In the local news:  Illinois Gov. J.B. Pritzker has extended the stay-at-home order from its original end date of April 30, until a new date of May 31, with some small modifications:  some state parks will reopen to hiking, fishing, and boating; some golf courses will re-open; greenhouses, garden centers, nurseries, and pet groomers will be deemed “essential”; some elective/nonemergency medical procedures will now be permitted; and non-essential retailers will be permitted to take telephone/online orders for outside pickup or delivery.  But at the same time, a face-covering requirement has been added, and “essential” stores will now be required to limit the number of customers in the store at any given time.  And even the permission for fishing and boating is very narrowly-defined:  only two people in a boat, with no apparent exception for family members.  Also still unclear to me at this point:  will dental procedures be possible as a sub-type of “medical procedure”?  Will libraries be able to provide curbside pick-up as a form of “retailer”?

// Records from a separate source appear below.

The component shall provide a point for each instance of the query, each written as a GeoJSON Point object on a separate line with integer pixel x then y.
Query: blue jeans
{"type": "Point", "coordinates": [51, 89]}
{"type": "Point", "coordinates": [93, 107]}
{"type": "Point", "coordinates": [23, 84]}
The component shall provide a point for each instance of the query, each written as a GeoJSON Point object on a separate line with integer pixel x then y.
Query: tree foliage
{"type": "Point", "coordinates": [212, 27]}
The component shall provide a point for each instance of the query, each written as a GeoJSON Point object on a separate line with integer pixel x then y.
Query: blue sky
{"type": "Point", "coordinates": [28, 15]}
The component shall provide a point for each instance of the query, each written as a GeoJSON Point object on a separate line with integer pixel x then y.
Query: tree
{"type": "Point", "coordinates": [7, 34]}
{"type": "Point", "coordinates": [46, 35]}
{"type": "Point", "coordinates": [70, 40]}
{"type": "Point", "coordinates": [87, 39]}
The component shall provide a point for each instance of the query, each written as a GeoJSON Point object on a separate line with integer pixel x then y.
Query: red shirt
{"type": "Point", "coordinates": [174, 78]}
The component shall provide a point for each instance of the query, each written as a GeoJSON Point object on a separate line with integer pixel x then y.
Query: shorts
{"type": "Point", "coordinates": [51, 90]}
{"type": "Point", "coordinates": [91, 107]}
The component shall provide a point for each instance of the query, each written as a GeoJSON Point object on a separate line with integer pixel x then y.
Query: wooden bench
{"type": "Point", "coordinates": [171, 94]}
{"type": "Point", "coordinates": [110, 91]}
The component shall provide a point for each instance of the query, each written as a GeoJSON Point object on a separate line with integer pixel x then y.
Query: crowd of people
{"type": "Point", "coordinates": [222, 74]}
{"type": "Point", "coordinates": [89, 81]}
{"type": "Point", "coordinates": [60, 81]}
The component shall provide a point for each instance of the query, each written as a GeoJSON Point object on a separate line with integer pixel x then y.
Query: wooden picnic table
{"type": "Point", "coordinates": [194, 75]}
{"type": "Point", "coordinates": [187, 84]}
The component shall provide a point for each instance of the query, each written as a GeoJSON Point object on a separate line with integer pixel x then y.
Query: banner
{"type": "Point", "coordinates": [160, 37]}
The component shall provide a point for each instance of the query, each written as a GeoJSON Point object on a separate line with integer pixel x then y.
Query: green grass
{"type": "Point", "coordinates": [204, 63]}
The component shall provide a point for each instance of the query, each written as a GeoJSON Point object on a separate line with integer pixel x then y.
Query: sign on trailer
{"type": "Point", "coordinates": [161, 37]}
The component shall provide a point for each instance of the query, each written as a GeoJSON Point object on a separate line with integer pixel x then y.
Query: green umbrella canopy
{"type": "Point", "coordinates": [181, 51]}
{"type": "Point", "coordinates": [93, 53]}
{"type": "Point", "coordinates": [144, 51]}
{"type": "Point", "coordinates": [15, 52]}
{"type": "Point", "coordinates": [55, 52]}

(The dental procedure is of particular relevance to me because (a) Mom needs a dental procedure which is not strictly speaking an emergency but does meaningfully affect her well-being and (b) my kid has been anxious to move closer to getting his braces off.)

At the same time, being outdoors, getting exercise – that’s important to one’s health, and being cooped up will harm one’s health.  That’s clear in the long term.  Will it affect one’s susceptibility to COVID-19, or the severity of an infection?  I don’t know.  But it does trouble me when elected officials, worried about too many people congregating in open spaces, simply shut them down entirely, as is the case now with six of the forest preserves in Cook County.  (For non-Chicago readers, “forest preserve” is the label the Chicago area gives to its large county park system; elsewhere, these are just “county parks.”  They have walking/biking paths, picnic groves, sledding hills, and the like rather than merely being, as their name implies, sites to preserve forests.  It’s a bit like “currency exchanges,” which it took me a while to figure out are the label the Chicago area gives to the businesses which provide check-cashing, money orders, utility payments, and other banking services, rather than actually exchanging currency.)

The way this is expressed on twitter is that this is a variation of “the beatings will continue until morale improves,” and I know that’s not quite the right analogy, but it sure as heck seems counter-productive.

I continue to be somewhere in the middle — knowing that we simply can’t resume business as usual, but that it is reasonable and appropriate to worry about the economic consequences of these actions, and know that somewhere along the way, this has to be factored in.  In particular, with respect to the new Illinois order, it has me very frustrated that the governor extended the order for a whole further month, rather than a smaller length of time, with the possibility of yet further extensions.  And when I say “frustrated” I mean not that I’m about to start waving my Gadsen flag at the state capitol, but that it has really affected me today.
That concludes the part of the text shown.